Slashdot Mirror

← Back to Stories (view on slashdot.org)

HTTP Strict Transport Security Becomes Internet Standard

Posted by samzenpus on from the way-it-is dept.

angry tapir writes "A Web security policy mechanism that promises to make HTTPS-enabled websites more resilient to various types of attacks has been approved and released as an Internet standard — but despite support from some high-profile websites, adoption elsewhere is still low. HTTP Strict Transport Security (HSTS) allows websites to declare themselves accessible only over HTTPS (HTTP Secure) and was designed to prevent hackers from forcing user connections over HTTP or abusing mistakes in HTTPS implementations to compromise content integrity."

3 of 98 comments (clear)

  1. Re:Accessible only over HTTPS? Really? by Anonymous Coward · · Score: 5, Informative

    Sure. Not that difficult. Then all the hacker has to do is spoof your site on HTTP and hope people don't notice the address bar isn't green. A number of people will fall for that one.

    With HSTS, your brokerage will keep doing the redirect for non-HSTS browsers and for people who are visiting the site the first time. But once they've connected, the browser will note that it's a HSTS site. So next time it'll do the redirect in the browser, where a hacker can't interfere with it, and just do the secure HTTPS connection to the site.

    HSTS also makes it impossible for people to click through security warnings, if a hacker is spoofing the HTTPS site with a forged (self-signed) certificate.

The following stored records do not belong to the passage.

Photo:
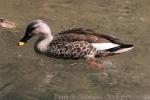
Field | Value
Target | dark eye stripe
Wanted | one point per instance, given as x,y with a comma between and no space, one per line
31,27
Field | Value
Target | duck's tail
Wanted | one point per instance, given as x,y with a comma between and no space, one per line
121,48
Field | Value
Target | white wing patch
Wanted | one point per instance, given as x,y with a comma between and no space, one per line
104,46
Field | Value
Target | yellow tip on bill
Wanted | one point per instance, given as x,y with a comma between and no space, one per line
21,43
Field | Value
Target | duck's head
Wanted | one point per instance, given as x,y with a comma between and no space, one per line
37,27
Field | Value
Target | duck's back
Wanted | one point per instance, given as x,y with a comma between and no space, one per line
79,43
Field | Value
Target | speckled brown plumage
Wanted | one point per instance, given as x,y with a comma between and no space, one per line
73,43
76,43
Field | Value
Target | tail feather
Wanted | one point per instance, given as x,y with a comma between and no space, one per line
120,49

  2. Re:Server Load by Chrisq · · Score: 5, Informative

    You can see "delay" with https sites easily, no benchmarks required either. It's just the performance price paid for the (hopefully) added security.

    Yes there is added latency due to the handshake, though on my broadband connection I can't say that I can see it. Google has proposed and is implementing several standards to reduce this delay though. Of course the biggest reduction in the effects of latency came with "Keep Alive" which we have now had for years.

  3. Re:I'm still not getting it by heypete · · Score: 5, Informative

    What's the difference between using this protocol and, uh, just disabling HTTP on your webserver? Or, from a user standpoint, just making sure you're using HTTPS via the URL?

    Disabling HTTP can break things for users who manually enter URLs and forget the "https" or any number of other bad things. It's usually good form for a secure site to also run a plain-http server that redirects users to the secure site to avoid such confusion.

    Only problem: ssl stripping. If a bad guy can intercept the connection between you and the secure site before the security has been negotiated then they can connect to the secure site in the normal way and present that page to you sans HTTPS and intercept anything you do there.

    In short: browsers don't remember when a site "used to be secure but isn't today" and so don't present any warnings. This method tells the browser "For the next [time interval] you should only connect to me using a secure protocol. If not, the connection should fail." -- all that's required is that the user connect to the secure site at least once (e.g. from home or some other trusted network) to have the HSTS flag set for that site. If they try going to the coffee shop or some other place where there's a bad guy attempting ssl stripping then the connection will fail.